Hence, modification of these impairments by lifestyle changes in physical, psychological and social domains could be a considerable aid for pain management and improvement of their quality of lives (38, 40).

Disability in routine indoors and outdoors activities was the other category that constitutes vulnerability. It causes several problems for the elderly, their relatives and health care providers. Disability is the impairment of daily activities in such a way that people cannot perform at least one of their daily activities and need some help in this regard (41, 42). Indeed, disability, aging, and illness can adversely affect the ability of an elderly to live independently by increasing one’s vulnerability to health and safety risks (15). Vulnerable older adults are at risk for neglect, exploitation, and numerous safety hazards, as well as functional impairment, medical morbidity, and death (17, 19).

Thus, disability in the elderly is an important indicator for checking the community health (41), and it’s prevention or postponing must be a major goal for public health (43). Study results showed that disability in routine activities alters elderly's daily living as it decreases their comfort, and causes several problems in treatment and caring process. Hence, attention to chronic pain management planning could be useful and decrease treatment problems. The other category that forms vulnerability is limitation in individual and environmental aspects. Elderly people encounter a great deal of individual limitation because of their physiology and increase in degenerative disease prevalence that causes vulnerability in them (37).

Restriction in the movement was one of the major limitations, because it induces overweight, low social communications, depressed mood and low quality of life. In this regard, Qiu and colleges declared that mobility restriction in vulnerable elderly may put them at higher risk of developing physical and mental health problems (44).

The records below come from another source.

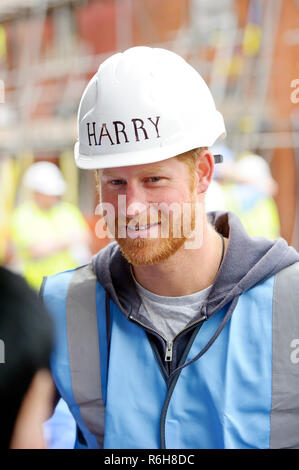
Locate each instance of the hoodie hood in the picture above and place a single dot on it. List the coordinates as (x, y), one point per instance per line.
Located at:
(247, 262)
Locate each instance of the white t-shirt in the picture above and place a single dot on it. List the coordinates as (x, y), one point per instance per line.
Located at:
(170, 315)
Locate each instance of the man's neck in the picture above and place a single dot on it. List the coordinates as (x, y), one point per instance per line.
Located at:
(187, 271)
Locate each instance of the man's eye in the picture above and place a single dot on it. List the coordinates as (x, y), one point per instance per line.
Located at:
(116, 182)
(154, 179)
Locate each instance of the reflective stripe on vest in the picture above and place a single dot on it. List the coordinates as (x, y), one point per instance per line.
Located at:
(285, 361)
(77, 362)
(261, 377)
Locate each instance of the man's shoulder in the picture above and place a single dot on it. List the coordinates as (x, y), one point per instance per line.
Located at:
(58, 284)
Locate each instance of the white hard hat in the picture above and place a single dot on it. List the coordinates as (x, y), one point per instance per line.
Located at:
(142, 106)
(45, 178)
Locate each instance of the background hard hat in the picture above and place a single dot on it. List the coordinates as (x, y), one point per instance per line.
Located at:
(143, 106)
(45, 178)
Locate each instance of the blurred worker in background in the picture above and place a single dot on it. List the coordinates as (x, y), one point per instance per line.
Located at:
(49, 235)
(246, 187)
(26, 389)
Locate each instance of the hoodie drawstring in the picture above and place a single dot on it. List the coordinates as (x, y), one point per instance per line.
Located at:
(213, 338)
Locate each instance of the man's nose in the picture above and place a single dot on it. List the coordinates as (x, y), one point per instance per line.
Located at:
(136, 202)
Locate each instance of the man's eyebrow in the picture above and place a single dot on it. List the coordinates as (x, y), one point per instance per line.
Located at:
(147, 171)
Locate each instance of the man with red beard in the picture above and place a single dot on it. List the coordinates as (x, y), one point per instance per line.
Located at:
(176, 335)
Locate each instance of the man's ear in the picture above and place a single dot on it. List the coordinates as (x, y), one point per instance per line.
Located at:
(204, 170)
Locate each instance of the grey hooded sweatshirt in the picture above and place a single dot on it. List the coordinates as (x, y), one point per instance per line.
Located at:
(247, 262)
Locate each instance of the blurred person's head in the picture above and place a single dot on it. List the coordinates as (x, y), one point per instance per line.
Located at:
(253, 170)
(25, 381)
(46, 182)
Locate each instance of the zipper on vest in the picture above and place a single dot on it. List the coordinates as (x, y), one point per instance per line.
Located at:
(169, 344)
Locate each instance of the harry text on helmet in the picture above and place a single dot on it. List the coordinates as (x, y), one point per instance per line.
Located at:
(118, 132)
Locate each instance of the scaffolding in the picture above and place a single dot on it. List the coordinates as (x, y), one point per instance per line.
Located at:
(37, 81)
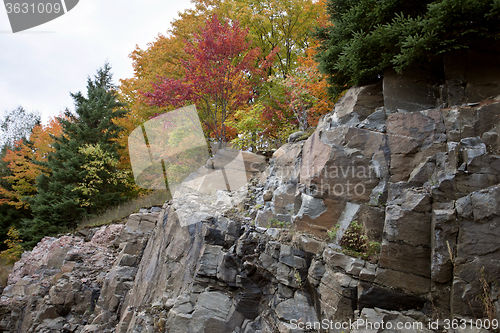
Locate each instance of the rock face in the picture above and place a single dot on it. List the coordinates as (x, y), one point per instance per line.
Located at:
(420, 184)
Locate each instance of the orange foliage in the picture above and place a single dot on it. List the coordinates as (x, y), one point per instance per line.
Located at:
(21, 162)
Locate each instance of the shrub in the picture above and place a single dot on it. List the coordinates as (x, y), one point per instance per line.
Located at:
(367, 37)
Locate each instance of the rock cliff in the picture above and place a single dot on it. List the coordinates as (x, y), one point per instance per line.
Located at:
(386, 213)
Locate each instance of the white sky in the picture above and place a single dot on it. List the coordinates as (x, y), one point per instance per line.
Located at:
(41, 66)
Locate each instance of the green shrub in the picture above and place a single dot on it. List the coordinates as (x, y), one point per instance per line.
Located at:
(367, 37)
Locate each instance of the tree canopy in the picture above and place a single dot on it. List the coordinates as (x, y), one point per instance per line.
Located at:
(367, 37)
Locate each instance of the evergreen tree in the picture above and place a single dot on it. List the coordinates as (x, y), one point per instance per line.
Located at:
(367, 37)
(60, 201)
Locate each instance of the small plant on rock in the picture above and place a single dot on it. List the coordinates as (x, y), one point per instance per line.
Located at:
(332, 233)
(354, 238)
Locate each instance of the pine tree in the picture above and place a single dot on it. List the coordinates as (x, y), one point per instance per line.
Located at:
(367, 37)
(60, 202)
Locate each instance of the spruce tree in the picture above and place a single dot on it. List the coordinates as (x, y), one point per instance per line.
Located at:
(367, 37)
(60, 202)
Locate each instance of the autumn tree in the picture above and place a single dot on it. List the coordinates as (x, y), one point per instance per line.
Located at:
(218, 76)
(22, 163)
(272, 24)
(60, 201)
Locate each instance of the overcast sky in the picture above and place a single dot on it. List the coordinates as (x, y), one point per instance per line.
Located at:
(41, 66)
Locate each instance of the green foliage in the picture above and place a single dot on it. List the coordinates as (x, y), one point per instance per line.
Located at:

In fact, older people are more susceptible than younger people to poor outcomes, including increased disability, symptom burden, and mortality. This may be due in part to reduced physiological reserve, and multisystem functional decline associated with normal aging (45). Thus attention to and controlling these restrictions can reduce medical intervention complications. Making decision for the control of social problems, health and medical system limitations (discussed in environmental domains) can help to better manage chronic pain. Besides the pain, older persons suffer from functional disability. Consequently, they may become more dependent and inactive. Likewise, many barriers such as cost, access to health care, related disorders, attitudes of health professionals, and lack of communication (mentioned by Lansbury) must be overcome in order to achieve effective chronic pain management among the elderly (46).

Finally, we can conclude that as chronic pain in the elderly is not usually relieved properly and induce many problems for the elderly, relatives, health-care providers, and also society, attention to their problems and restrictions may be useful in developing a comprehensive caring program and effectively managing their chronic pain. Moreover, we can reduce adherence barriers and costs for patients and society, increase safety, and finally improve their quality of life.

5.1. Ethical Considerations

During the research, confidential and freedom of staying or leaving the study has been respected for the participants. This study was confirmed by Ethics Committee of Shahid Beheshti University of Medical Sciences in Tehran and Jundishapur University of Medical Sciences in Ahvaz. Also, written consents were taken from managers of the study fields and participants before start of data gathering process.

5.2. Limitations

With respect to the living of participants in one geographic zone, generalizability of study results is restricted. Hence, suitable and different approach was used for its control such as triangulation in time, place and informant type in selection of participants, and data-gathering methods. Though, more research would be needed for the better understanding of chronic pain management in the elderly and its related factors.